老人繼續嚴厲地瞪了孫波好一會,才放緩眼神:“你這樣誠實的年輕人都不相信,那還有什麼人可以相信呢?”
他又把一沓資料推到孫波面前,示意他觀看:“小璇不是唯一的受害者,這短短一個月裏,B市的女性自殺事件發生了許多起,而且自殺者大多是生活幸福的成功女性,據法醫調查,死者大多在死亡前發生過┅┅”他搖搖頭,略過不雅的字眼繼續說道:“通過我們集中調查死者生前接觸的人,目標集中在這個人身上。”
孫波沿著老人的手指望去,一字一字在心中念著資料上的介紹:“近藤春耀,J國人,著名賽車手,現在來B市的目的是爲J國的豐天汽車公司做宣傳。”當看到近藤春耀的照片的時候,同是男人的孫波也不由暗讚一聲:“好俊美的男人!”
老人見孫波看完資料,才繼續說道:“所有的死者在生前都曾經和此人在同一處出現過,並且有過短暫的接觸,也有人看見他從幾位死者的住處走出來,這次在小璇所住的大廈也有人看見過他。”
孫波不解地撓撓頭。按照犯罪學的推理理論來說,複數次的巧合可視爲必然,換句話說就是如此多的線索指向同一個人,那麼那個人就是罪犯。根據這些證據,已經可以把這個人作爲嫌疑犯抓起來了,何必這麼辛苦地把自己從C市召喚到B市來呢?

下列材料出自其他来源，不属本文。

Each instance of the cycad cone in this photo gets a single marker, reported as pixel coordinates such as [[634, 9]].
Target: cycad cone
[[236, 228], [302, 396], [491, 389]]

聽了孫波的疑問,老人沉默了一下,纔開口回答:“其實我們早就組織人手抓捕他了,可是不知道爲什麼那些人會持槍互相對射,倖存下來的也充滿著攻擊**,攻擊每一個接近他們的人,現在他們都被關在精神病院的重症病房裏┅┅因此,我們懷疑這個J國人可能擁有常人沒有的能力!”
哇靠,這麼說就是叫我去送死了!這些話孫波可是不敢說出來的,不過心裏這麼想是難免的。
老人象是看穿了孫波的想法,淡淡地開口:“我可不是叫你去送死,你身邊有陳立斌和孫糯糯這樣有著特殊能力的人在,怎麼會是去送死呢?”他揮斷孫波未出口的話,“這件事你不用解釋,C市這次發生這麼大件事,若說和他們毫無關係,你自己相信嗎?我下令禁止報道此事,算是幫了你們一個忙,現在你不會拒絕我的請求吧?!”
孫波不由苦笑,他能拒絕嗎?!這下好了吧,陳立斌,你闖的大禍把你自己牽連進去也就算了,居然還要連累我受苦,真是圈圈叉叉的!
“既然你沒有異議,事情就這樣決定了。”老人站起身來,走到門邊回身看向孫波,“你跟我來,去一次K國大使館。你的這些朋友們應該都在那裏,你也需要去一次K國,因爲,”他的目光忽然變得無比銳利,“近藤春耀現在就在K國!”